Notes from the Google Webmaster Hangout on the 5th of May, 2017.
Report Incorrect Structured Data Usage to Google
The Web spam report tool should be used to report when structured data is being used improperly. John reiterated that structured data has no direct impact on ranking positions, only the way Google displays information in search.
Google Filters Identical Duplicates During indexing, and Near Duplicates From Search Results Pages
When Google recognises identical pages, it will choose one version to index, and when pages are similar, only one may show up in search results. Google looks at factors such as rel canonicals, redirects and internal and external linking when identical pages are crawled to decide which one to index.
Near Identical Pages with HREFLANG may be Rolled Together
If you have identical pages which only differ a very small amount, such as a currency, Google may roll the pages together, but use HREFLANG to decide which one to show in search results.
Google Periodically Recrawls Pages with Crawl Errors
Google will sometimes retry pages which have previously thrown up crawl errors, even over a number of years, to make sure they are not missing anything new. If you see old URLs showing up as crawl errors, it’s not something you need to resolve.
Self-referencing HREFLANG tags are recommended to make it easier for webmasters to duplicate blocks of HREFLANG links on inter-related pages and to validate they are set up correctly, but they are not essential for Google.
Soft 404 Pages May Be Indexed then Later Dropped Out of the Index
Google initially indexes pages which then might be classified as Soft 404 pages, and then drops them from the index when they have processed the content.
Sitemap Errors Don’t Impact Rankings but can Slow Down Indexing
Sitemaps help Google improve the crawling and indexing of sites.
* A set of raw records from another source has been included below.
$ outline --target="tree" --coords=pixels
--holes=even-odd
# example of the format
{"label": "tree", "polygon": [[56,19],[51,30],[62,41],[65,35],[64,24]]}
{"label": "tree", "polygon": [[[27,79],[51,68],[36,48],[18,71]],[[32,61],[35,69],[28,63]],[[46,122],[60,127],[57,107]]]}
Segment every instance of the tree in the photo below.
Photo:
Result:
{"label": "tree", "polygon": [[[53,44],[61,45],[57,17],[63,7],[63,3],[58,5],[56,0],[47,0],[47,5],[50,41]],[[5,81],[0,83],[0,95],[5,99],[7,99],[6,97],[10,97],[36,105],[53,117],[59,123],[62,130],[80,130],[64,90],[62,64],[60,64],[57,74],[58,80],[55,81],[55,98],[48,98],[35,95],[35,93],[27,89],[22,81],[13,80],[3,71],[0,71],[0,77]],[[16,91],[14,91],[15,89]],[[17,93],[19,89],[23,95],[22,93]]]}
If a sitemap can’t be properly processed, Google may take longer to index pages as have to rely on normal crawling and indexing to find those pages.
Google has algorithms to catch common mistakes made by webmasters with canonical tag implementation, but they may not work, so John recommends to remove incorrect canonical tags until they can be implemented correctly.
PubSubHubbub is the fastest way to get content into Google
RSS feeds with PubSubHubbub are the quickest way to get content updated in Google.
Indexable Product Variations Should Reflect Search Behaviour
Variations of pages which people are searching for should be made indexable, otherwise the variations should be folded together.
Google Doesn’t Always Crawl Lazy-loaded Images
Lazy-loading images which appear after a user interacts with a page won’t always be crawled, as Googlebot doesn’t trigger all the events on a page. Use the Fetch and Render tool to see what Googlebot sees.
301 and 302 Redirects Only Determine Which URL is Indexed
A 301 indicates to Google that the destination URL should be indexed, a 302 indicates to Google that the original URL should be indexed but they always use the content on the destination page.
Google Crawl Budget is Limited to a Server
Google limits the crawl rate for sites on the same server so that it doesn’t overload the server when crawling these sites.
Domain Migrations Should Take a Few Days
Google have improved the process for domain migrations so the new urls should be picked up within a couple of days.